Before Charles Tjelle joined the first cohort of the Women’s Land Rights Institute, he hadn’t even considered whether or not women were being considered as the government developed new green technology programs.

“I am taking part in a solar energy development project,” Tjelle shared with us. “Before I attended the course, I didn’t have the view that we have to take women’s rights into account when we’re designing program management. After taking the course, I realized that some of what we had put into place actually breached existing law, and I was able to effectively advocate on behalf of women.”

The solar project involves purchasing land in specific areas, which will then have solar panels installed and used to generate electricity for many of Lesotho’s small and rural communities.

In the early stages of the project, the common practice was to tell landowners that they should nominate a single individual to be on the compensatory account. “In all of the agreements made, I expect that only men were receiving benefits because when we choose in our culture, when we say somebody is going to represent us, mostly it’s a man,” Tjelle explained. “Some of these women are suffering because of that.”

Lesotho’s current laws require that both of the spouse’s names are included on any community property. This disconnect between what is legally prescribed and how it’s practiced in the community is common in many different regions.
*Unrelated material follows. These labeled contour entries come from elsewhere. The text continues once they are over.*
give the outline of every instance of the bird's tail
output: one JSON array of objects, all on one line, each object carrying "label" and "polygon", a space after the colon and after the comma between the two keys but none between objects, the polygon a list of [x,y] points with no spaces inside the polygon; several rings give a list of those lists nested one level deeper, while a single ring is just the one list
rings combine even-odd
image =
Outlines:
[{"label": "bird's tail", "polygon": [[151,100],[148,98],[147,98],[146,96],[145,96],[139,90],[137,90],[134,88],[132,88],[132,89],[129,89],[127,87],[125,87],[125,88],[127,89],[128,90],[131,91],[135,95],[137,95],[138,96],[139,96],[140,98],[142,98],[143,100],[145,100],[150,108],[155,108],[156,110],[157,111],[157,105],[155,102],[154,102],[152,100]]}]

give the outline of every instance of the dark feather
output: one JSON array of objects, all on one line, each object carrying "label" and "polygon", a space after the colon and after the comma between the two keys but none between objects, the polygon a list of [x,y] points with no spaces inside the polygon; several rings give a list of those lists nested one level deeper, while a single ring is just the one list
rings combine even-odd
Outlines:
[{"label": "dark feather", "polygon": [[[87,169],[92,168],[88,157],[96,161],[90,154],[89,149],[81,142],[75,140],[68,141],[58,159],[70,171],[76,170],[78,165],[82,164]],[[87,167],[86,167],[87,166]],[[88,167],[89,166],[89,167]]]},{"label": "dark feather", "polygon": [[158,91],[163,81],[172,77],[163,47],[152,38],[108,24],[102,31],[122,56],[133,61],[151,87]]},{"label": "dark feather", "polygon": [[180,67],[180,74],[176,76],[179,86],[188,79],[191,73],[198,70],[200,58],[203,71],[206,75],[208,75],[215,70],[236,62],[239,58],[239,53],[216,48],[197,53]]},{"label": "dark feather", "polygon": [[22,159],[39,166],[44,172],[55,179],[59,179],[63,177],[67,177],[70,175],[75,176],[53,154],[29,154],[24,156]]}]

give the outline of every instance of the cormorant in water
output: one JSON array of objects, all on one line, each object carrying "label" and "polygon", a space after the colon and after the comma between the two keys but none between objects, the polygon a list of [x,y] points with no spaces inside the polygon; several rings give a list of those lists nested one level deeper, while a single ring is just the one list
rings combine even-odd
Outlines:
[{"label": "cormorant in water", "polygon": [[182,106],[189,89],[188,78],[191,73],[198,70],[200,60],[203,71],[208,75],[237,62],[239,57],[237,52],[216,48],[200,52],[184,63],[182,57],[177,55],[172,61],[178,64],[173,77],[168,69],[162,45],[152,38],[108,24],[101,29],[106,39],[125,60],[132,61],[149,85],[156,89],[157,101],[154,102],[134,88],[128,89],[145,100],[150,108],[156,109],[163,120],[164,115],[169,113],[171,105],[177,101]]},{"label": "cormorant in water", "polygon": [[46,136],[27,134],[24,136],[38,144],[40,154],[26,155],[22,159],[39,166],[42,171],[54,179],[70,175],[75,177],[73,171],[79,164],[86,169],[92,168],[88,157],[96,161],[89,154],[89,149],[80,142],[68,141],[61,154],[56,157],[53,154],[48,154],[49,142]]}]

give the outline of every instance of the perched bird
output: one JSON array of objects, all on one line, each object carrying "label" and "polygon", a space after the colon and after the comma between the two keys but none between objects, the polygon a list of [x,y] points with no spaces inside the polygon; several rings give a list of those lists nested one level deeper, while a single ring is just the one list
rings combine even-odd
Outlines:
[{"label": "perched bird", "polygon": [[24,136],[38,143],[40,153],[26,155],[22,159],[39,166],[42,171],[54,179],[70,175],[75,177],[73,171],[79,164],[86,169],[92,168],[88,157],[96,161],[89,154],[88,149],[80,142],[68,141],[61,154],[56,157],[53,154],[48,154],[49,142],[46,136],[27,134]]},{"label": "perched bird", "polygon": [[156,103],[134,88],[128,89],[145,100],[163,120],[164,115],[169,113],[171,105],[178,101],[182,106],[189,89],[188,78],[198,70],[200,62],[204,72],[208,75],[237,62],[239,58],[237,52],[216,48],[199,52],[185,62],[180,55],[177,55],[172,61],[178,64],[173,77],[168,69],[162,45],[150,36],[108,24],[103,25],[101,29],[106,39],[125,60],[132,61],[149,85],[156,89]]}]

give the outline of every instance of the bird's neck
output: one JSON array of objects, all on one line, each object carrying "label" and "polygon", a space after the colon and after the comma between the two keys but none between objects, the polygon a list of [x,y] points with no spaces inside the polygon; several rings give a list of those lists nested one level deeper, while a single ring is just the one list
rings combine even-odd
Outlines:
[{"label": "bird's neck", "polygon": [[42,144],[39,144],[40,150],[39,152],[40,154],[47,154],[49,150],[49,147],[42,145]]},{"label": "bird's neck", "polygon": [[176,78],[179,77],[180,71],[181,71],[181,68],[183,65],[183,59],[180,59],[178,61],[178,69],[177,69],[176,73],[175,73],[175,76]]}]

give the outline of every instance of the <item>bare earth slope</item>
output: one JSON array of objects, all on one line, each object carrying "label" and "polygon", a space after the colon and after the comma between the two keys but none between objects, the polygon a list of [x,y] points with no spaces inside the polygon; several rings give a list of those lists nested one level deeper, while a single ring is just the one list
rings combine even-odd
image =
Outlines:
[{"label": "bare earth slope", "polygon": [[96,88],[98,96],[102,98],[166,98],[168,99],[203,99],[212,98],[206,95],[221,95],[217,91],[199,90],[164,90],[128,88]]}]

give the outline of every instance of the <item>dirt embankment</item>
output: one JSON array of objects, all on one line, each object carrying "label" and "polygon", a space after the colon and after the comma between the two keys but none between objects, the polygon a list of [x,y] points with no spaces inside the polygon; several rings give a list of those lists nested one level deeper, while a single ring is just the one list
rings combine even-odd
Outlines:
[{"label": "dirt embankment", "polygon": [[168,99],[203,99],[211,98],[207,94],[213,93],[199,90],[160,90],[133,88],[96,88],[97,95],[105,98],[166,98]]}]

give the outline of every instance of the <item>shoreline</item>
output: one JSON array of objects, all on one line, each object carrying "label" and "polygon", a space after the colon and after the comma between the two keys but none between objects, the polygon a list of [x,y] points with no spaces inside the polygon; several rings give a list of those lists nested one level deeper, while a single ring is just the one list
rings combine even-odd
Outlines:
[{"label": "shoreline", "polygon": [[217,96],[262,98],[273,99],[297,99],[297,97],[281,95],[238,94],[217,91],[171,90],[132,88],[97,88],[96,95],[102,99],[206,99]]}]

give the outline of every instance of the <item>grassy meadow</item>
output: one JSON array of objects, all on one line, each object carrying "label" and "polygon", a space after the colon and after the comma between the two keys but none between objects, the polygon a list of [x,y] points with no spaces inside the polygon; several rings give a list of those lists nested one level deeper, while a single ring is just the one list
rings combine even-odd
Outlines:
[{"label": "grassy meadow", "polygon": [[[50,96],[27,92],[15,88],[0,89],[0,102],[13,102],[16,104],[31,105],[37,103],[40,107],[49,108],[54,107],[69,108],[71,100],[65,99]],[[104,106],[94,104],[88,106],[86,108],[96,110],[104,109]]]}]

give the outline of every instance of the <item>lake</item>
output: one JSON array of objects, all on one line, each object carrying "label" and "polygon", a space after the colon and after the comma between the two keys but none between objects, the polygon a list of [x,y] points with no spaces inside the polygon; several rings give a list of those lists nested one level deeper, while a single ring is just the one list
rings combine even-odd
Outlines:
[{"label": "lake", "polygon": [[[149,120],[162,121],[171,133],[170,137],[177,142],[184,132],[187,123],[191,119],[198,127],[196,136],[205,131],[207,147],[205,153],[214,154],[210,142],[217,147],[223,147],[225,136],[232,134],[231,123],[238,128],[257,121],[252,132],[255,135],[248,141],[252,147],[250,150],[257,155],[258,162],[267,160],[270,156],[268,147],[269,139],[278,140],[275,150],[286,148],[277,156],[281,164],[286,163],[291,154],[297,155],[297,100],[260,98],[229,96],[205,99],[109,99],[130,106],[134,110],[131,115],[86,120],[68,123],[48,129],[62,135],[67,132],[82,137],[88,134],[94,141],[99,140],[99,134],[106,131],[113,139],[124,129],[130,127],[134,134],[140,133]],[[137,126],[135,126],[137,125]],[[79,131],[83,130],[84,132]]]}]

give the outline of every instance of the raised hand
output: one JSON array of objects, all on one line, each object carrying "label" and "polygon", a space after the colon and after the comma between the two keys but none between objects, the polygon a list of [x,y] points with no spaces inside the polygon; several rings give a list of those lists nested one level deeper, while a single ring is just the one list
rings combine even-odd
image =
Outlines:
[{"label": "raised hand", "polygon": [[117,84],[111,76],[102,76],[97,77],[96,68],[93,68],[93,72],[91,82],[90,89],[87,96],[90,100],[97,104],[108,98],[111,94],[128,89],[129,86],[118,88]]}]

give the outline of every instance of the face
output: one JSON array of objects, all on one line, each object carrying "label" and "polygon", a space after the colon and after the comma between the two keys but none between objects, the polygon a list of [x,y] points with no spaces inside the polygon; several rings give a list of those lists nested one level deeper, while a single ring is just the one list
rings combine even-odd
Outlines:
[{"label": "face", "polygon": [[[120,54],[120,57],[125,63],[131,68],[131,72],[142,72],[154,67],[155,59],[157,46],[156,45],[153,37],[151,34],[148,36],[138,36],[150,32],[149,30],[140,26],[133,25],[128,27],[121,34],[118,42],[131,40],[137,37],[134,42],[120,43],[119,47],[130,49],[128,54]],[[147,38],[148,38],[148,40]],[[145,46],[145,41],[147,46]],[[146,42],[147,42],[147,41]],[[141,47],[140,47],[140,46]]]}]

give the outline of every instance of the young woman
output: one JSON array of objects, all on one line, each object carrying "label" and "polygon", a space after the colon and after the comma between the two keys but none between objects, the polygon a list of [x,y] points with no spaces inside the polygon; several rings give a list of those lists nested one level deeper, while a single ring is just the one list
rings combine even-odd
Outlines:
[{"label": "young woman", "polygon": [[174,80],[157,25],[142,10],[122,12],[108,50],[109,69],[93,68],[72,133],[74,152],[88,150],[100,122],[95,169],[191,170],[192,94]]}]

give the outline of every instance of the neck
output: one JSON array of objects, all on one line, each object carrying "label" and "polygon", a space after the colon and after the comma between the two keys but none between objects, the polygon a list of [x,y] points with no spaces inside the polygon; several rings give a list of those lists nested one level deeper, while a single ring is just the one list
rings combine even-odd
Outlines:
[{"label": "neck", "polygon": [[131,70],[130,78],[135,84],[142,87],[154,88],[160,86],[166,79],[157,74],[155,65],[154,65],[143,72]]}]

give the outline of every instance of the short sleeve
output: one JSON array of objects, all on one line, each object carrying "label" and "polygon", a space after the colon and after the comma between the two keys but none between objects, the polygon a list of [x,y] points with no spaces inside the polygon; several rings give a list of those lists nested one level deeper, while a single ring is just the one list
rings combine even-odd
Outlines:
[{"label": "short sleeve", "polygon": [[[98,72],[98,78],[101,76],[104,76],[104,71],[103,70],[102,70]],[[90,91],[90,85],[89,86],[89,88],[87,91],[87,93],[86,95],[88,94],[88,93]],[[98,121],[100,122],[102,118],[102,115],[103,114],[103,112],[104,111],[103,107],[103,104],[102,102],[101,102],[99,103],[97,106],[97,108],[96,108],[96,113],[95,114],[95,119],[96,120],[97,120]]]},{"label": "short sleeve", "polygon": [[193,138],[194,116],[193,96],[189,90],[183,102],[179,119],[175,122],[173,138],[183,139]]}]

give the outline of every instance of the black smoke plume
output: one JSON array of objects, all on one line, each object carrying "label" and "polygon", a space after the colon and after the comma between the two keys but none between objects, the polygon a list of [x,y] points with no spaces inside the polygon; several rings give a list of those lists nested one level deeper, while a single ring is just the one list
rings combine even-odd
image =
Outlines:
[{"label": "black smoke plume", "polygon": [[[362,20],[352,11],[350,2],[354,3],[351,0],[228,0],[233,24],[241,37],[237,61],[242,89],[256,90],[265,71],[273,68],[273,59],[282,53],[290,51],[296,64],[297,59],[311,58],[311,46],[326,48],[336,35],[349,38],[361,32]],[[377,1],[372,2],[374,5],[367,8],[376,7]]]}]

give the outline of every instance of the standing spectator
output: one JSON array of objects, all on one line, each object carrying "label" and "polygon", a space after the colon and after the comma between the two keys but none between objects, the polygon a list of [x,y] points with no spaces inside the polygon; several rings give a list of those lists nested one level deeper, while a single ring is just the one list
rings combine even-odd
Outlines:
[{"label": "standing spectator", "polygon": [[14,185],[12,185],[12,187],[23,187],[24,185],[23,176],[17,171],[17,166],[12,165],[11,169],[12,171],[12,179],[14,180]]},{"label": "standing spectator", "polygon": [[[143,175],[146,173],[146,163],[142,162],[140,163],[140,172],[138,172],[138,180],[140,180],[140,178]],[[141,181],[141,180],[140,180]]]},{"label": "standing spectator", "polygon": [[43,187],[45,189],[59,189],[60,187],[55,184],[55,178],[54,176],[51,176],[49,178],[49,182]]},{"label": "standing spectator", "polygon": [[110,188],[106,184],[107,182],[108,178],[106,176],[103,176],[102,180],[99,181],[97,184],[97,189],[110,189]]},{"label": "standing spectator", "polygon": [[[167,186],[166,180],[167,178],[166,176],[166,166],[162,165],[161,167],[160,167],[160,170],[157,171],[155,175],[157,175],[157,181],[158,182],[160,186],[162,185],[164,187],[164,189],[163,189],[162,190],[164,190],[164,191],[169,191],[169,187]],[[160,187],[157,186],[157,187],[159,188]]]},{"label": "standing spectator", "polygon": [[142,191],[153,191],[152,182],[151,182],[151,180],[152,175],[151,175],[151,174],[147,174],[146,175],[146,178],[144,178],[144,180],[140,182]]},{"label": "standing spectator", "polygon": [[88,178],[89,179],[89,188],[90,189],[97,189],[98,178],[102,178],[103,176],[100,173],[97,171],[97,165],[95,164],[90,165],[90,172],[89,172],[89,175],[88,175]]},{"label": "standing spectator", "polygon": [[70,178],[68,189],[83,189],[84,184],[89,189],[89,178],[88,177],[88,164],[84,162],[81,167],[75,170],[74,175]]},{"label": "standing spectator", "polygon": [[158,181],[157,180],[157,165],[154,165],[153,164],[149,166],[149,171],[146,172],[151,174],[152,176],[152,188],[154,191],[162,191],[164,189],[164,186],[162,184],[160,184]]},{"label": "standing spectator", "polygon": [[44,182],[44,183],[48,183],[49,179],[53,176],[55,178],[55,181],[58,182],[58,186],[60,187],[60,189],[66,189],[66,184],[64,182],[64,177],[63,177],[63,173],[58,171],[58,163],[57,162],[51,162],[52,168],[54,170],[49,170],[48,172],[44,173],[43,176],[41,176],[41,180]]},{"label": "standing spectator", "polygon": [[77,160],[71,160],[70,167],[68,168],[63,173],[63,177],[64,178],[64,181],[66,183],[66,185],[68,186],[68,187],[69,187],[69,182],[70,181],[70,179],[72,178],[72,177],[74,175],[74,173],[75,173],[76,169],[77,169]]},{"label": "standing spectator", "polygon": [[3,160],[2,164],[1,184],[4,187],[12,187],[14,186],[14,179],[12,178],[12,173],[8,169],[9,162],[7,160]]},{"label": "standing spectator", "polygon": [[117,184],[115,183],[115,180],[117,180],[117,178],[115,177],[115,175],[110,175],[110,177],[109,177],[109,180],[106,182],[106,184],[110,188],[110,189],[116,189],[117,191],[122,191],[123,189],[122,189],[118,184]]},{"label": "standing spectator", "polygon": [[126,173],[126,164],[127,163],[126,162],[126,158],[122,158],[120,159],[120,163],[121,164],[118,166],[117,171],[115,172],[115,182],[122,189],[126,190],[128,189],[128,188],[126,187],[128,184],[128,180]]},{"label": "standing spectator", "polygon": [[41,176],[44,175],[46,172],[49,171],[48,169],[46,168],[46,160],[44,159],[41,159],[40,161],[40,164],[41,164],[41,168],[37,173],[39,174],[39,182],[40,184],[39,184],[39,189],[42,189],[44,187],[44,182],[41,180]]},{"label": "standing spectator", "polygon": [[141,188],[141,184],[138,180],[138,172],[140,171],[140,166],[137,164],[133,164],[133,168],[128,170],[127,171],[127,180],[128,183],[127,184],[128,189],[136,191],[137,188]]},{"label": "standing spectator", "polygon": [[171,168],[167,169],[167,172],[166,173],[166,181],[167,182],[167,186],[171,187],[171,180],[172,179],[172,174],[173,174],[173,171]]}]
Education is key to reconciling these differences.

“We had some debate with a representative from the Ministry of Energy because they were trying to make a legal argument that we cannot put the names of women because when they get married, they leave their properties and communities,” Tjelle shared. “I ended up actually convincing them that they were mistaken, and that even those women who are married are on the contract so they are included on the account.”

Tjelle has seen first-hand the adverse impact that excluding women from this process has had on the community. “There was one man who received about $400,000 (Lesotho loti),” he remembered. “He actually transferred the money into another account and disappeared. The family now is suffering.”

Including women as equitable beneficiaries of this solar program is particularly important because many of them are giving up land that they may have formerly used for subsistence farming. The compensation provided by the project is meant to help offset this loss of support.

Through his training with the Women’s Land Rights Institute, Charles Tjelle is now empowered to advocate for women in a whole new way, and he plans to pursue his LLM in the future, with a special focus on women’s land rights and gender.